La réponse était préparée et c'est pour nous le faire comprendre que le psaume est introduit par ce qui en est la conclusion. Pour la même raison, le psaume 21 contient déjà les glorieuses réponses de Dieu à la honte et à l'abandon du psaume 22. La patience de l'Affligé a eu son œuvre parfaite. Il a «attendu patiemment…» Non d'abord la délivrance, mais l'Éternel lui-même. La joie de la communion est retrouvée. À la fin des trois heures de ténèbres, Jésus dira de nouveau «Père» (Luc 23:46). Oui, Dieu s'est penché vers lui et a entendu son cri de détresse. Celui qui pouvait sauver son Bien-aimé de la mort va maintenant l'exaucer à cause de sa piété (Hébreux 5:7). Le verset 2 évoque le puits de la destruction qu'est la mort, et le bourbier fangeux qui représente le péché dans son caractère de souillure (cf. Psaumes 69:2, 14, 15.) A l'image d'un homme sorti d'un marécage qui a failli l'engloutir, Christ vainqueur de la mort est dorénavant établi par son Dieu sur le roc inébranlable de la résurrection.

La louange de notre Dieu

Quelle sera la toute première pensée, la toute première activité de celui qui vient d'être délivré? Chanter un cantique à la louange de celui qui l'a sauvé de la mort, et même attribuer à celui-ci l'origine de son chant. «Il a mis dans ma bouche un cantique nouveau». On pense à Israël qui vient de traverser la mer Rouge, et qui aussitôt chante pour célébrer celui qui est à la fois sa force et son cantique après avoir été son salut (Exode 15:2). Ésaïe évoque le jour encore à venir où Israël reprendra les mêmes expressions: «Voici, Dieu est mon salut… ma force et mon cantique, et il a été mon salut… Chantez l'Éternel, car il a fait des choses magnifiques» (Ésaïe 12:2, 5).

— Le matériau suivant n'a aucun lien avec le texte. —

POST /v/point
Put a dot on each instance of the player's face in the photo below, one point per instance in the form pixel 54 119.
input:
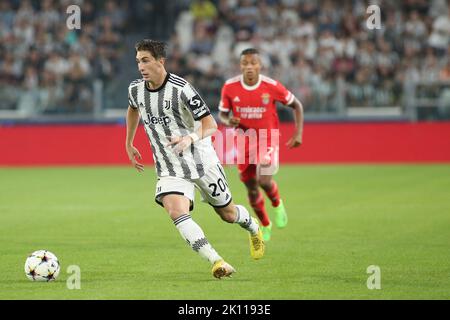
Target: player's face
pixel 250 66
pixel 149 67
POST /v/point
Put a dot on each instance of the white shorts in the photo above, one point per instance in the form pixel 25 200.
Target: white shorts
pixel 213 187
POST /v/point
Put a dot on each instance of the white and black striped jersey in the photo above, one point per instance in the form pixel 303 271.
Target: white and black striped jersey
pixel 174 109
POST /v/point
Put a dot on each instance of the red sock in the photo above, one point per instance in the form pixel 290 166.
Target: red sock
pixel 260 210
pixel 273 194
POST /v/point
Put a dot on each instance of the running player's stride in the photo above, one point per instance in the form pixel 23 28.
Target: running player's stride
pixel 179 126
pixel 250 98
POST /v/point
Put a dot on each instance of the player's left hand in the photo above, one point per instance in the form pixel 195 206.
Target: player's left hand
pixel 294 142
pixel 179 144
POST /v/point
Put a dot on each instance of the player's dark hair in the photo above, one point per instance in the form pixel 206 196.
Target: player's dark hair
pixel 249 51
pixel 156 48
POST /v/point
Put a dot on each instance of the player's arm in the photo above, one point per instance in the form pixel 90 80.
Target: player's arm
pixel 296 139
pixel 225 107
pixel 228 120
pixel 200 112
pixel 132 124
pixel 207 128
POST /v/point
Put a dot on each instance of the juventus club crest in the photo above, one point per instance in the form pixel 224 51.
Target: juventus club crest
pixel 265 98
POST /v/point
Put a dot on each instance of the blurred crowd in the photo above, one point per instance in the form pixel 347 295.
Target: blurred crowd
pixel 47 68
pixel 321 50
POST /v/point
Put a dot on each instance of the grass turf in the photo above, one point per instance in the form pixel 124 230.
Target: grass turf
pixel 342 219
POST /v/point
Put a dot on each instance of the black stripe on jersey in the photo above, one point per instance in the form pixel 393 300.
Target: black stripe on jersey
pixel 194 150
pixel 176 82
pixel 134 92
pixel 177 78
pixel 169 164
pixel 176 112
pixel 168 133
pixel 181 125
pixel 137 81
pixel 131 104
pixel 189 106
pixel 182 218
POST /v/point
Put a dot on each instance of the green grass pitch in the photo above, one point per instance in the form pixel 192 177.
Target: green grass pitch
pixel 343 219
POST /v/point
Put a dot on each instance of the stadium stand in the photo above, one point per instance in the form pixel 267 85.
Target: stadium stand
pixel 321 50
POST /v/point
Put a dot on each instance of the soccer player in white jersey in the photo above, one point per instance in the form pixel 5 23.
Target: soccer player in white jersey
pixel 179 126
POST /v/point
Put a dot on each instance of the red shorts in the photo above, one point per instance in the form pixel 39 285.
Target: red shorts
pixel 268 165
pixel 256 153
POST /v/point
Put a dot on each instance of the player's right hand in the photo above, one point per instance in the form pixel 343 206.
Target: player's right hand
pixel 133 153
pixel 234 121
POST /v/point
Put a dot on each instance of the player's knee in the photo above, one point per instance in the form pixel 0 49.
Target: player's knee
pixel 227 214
pixel 266 184
pixel 253 193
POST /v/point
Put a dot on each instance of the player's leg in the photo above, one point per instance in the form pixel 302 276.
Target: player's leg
pixel 268 184
pixel 247 174
pixel 256 200
pixel 176 196
pixel 239 214
pixel 214 188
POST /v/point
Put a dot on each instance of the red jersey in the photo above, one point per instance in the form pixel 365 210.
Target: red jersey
pixel 254 105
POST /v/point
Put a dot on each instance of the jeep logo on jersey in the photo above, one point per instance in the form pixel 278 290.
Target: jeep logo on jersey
pixel 195 102
pixel 265 98
pixel 157 120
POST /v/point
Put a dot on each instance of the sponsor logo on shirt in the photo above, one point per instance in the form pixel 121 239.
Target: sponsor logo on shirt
pixel 265 98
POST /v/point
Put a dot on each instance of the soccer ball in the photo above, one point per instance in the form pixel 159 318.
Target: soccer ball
pixel 42 265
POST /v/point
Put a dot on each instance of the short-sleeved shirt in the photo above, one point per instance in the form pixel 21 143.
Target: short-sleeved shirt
pixel 254 105
pixel 174 109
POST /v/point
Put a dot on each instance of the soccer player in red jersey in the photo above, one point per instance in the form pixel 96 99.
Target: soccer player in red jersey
pixel 251 98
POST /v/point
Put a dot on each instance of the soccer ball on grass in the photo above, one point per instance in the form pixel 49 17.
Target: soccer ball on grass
pixel 42 265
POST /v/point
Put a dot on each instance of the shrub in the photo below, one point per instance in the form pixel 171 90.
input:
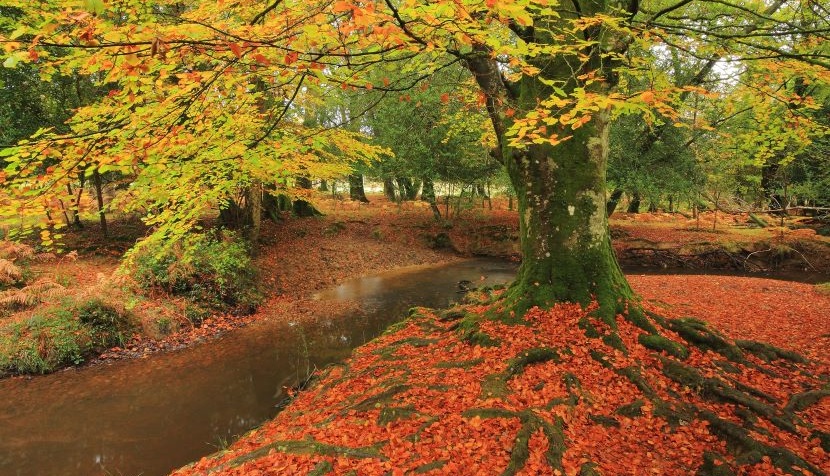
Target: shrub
pixel 61 336
pixel 215 272
pixel 106 325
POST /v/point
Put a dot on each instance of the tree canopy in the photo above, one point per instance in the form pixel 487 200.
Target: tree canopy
pixel 205 98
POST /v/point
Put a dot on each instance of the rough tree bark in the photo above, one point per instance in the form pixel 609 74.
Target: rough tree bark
pixel 356 190
pixel 389 189
pixel 561 189
pixel 428 195
pixel 99 196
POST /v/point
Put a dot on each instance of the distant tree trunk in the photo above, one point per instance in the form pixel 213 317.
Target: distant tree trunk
pixel 99 195
pixel 272 206
pixel 356 190
pixel 613 201
pixel 634 204
pixel 428 195
pixel 253 201
pixel 406 189
pixel 303 208
pixel 389 189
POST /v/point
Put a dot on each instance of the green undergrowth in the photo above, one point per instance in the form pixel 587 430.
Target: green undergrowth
pixel 62 335
pixel 212 270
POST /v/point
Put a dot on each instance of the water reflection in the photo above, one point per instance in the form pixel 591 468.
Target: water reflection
pixel 149 416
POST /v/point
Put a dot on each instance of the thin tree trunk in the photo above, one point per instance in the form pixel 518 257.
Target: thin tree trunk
pixel 254 206
pixel 566 245
pixel 389 189
pixel 356 190
pixel 428 195
pixel 613 201
pixel 634 204
pixel 303 208
pixel 99 195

À partir du verset 3 de notre psaume, apparaît un changement remarquable dans les paroles du Ressuscité. Dans la souffrance, il s'écriait «mon  Dieu» (versets 8, 17). Dans la louange, il célèbre «notre  Dieu». L'œuvre de la croix, il était seul à pouvoir l'accomplir. Mais les conséquences sont pour les «plusieurs» qui voient, qui craignent et qui se confient en ce Dieu puissant et Sauveur. Ils peuvent donc s'associer au cantique. Ce qu'ils ont vu, des yeux de leur cœur, c'est «l'opération de la puissance de sa force, qu'il a opérée dans le Christ, en le ressuscitant d'entre les morts» (Éphésiens 1:19, 20). Cette puissance est la démonstration et les prémices de celle qui bientôt honorera leur confiance et les arrachera eux aussi à leur condition terrestre. Ils font aujourd'hui partie des bienheureux du verset 4.

Et leur bonheur, ils l'expriment au verset 5 dans le cantique nouveau chanté comme d'une seule voix par le Sauveur et les rachetés auxquels il s'identifie: «Tes pensées envers nous…». Il reste éternellement «le Premier-né», celui qui a la prééminence (1 Chroniques 5:1, 2; Colossiens 1:18), mais il est inséparable des «plusieurs frères» qui sont au bénéfice du merveilleux plan de Dieu. Lui qui a dû dire sur la croix: mes iniquités sont trop nombreuses même pour les regarder, peut célébrer avec les siens les pensées et les œuvres merveilleuses de Dieu qui sont trop nombreuses pour les raconter.

Dès lors le verset 6 enchaîne…

Et le chant nouveau,

Toujours recommence,

Autour de l'Agneau.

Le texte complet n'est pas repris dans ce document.